Non va dimenticato poi che il 95% della popolazione è eterosessuale: un conto è combattere ogni spregevole discriminazione, un conto è promuovere ad ogni piè sospinto degli stili di vita che riguardano una piccola ma assai rumorosa minoranza.
Sono poi da rilevare segnali crescenti di insofferenza: sempre più gruppi di gay e femministe stanno prendendo le distanze da manifestazioni troppo sguaiate e spesso blasfeme. Desta stupore, dal punto di vista del marketing, che imprese che hanno a cuore la famiglia vi mescolino così facilmente la loro immagine.
Poiché da più parti si sentono avvisaglie di boicottaggio, come avviso ai naviganti, ritengo quindi assai utile riportare il giudizio del sociologo Giuseppe Minoia, uno dei padri di Sinottica, la ricerca sui consumi più nota e più longeva del nostro paese. Gli avevo chiesto un intervento sul tema per il mio recente saggio “La sindrome del criceto, (Edizioni La Vela 2020):
“Ci si chiede perché partiti/movimenti cosiddetti sovranisti stiano ottenendo così larghi consensi: forse perché partiti/movimenti di segno opposto si sono troppo identificati nei segnali deboli della società, ingranditi dalle lenti mediatiche per fini commerciali.
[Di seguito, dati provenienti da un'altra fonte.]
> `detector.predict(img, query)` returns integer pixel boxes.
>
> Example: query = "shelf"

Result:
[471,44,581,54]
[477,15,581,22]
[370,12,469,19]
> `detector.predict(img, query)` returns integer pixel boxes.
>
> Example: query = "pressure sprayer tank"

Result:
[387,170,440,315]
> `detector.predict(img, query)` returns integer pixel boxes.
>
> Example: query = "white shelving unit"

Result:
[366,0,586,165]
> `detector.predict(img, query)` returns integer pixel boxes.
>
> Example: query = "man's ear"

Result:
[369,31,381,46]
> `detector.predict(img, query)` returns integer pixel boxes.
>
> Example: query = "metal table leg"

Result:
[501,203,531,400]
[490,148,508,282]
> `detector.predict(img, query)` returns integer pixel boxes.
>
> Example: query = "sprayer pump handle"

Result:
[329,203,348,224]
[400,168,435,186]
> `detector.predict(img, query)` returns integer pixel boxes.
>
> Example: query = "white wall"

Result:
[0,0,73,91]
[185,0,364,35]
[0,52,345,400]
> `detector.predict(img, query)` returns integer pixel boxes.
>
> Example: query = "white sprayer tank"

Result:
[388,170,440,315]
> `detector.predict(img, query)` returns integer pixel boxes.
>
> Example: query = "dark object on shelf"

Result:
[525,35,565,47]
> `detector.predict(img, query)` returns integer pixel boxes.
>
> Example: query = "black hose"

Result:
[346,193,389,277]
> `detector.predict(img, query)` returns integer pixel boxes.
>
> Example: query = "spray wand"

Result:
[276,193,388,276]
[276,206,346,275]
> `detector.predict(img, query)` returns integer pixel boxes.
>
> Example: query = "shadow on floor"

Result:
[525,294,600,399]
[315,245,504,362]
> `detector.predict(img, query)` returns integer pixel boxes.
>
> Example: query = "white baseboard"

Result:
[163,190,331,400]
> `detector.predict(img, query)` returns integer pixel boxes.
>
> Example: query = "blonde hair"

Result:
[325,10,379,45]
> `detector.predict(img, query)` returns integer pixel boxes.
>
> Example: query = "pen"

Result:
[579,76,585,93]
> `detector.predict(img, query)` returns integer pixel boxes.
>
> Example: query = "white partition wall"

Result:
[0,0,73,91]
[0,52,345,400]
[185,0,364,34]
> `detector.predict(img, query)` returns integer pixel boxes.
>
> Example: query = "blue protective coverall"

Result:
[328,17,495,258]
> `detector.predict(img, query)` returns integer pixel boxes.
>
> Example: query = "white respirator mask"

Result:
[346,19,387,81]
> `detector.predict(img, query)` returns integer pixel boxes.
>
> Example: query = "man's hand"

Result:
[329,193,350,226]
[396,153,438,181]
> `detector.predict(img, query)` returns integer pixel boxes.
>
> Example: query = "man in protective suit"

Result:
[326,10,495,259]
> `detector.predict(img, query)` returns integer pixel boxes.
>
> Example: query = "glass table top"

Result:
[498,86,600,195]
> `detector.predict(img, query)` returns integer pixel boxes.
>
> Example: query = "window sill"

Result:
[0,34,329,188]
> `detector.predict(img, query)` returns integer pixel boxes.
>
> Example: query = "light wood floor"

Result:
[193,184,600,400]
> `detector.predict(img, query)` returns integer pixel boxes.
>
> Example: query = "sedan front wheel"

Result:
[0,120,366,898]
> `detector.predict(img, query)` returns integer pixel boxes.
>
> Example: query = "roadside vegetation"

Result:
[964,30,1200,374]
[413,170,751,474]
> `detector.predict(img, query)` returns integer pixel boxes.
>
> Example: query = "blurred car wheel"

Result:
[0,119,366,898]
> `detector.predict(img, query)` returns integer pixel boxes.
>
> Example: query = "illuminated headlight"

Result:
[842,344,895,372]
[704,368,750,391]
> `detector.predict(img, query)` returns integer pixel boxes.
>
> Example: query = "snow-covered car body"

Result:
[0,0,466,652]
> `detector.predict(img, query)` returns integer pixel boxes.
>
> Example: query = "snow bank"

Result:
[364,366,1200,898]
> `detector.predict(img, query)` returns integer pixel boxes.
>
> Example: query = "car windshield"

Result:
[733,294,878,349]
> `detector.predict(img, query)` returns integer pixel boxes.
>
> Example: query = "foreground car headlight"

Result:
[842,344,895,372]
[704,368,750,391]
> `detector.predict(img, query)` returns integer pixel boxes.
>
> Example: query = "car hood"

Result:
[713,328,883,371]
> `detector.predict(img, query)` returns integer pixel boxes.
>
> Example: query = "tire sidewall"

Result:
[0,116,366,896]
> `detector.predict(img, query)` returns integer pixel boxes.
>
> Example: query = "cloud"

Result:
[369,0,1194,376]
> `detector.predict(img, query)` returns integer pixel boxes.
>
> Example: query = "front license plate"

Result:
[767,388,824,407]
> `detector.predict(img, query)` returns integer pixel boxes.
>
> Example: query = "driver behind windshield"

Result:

Attenzione, i segnali deboli non sono da confondersi con le attese dei deboli, che vanno ascoltate e possibilmente esaudite.
Ci si chiede anche perché le grandi marche, i megabrand planetari, stiano con tanta acribia cavalcando il politicamente corretto, rasentando a volte il ridicolo comportamentale.
Forse perché temono di non apparire up to date, forse perché temono di perdere il segmento dei nuovi millennial. Ma io consiglio loro di tornare a porre attenzione al mainstream”.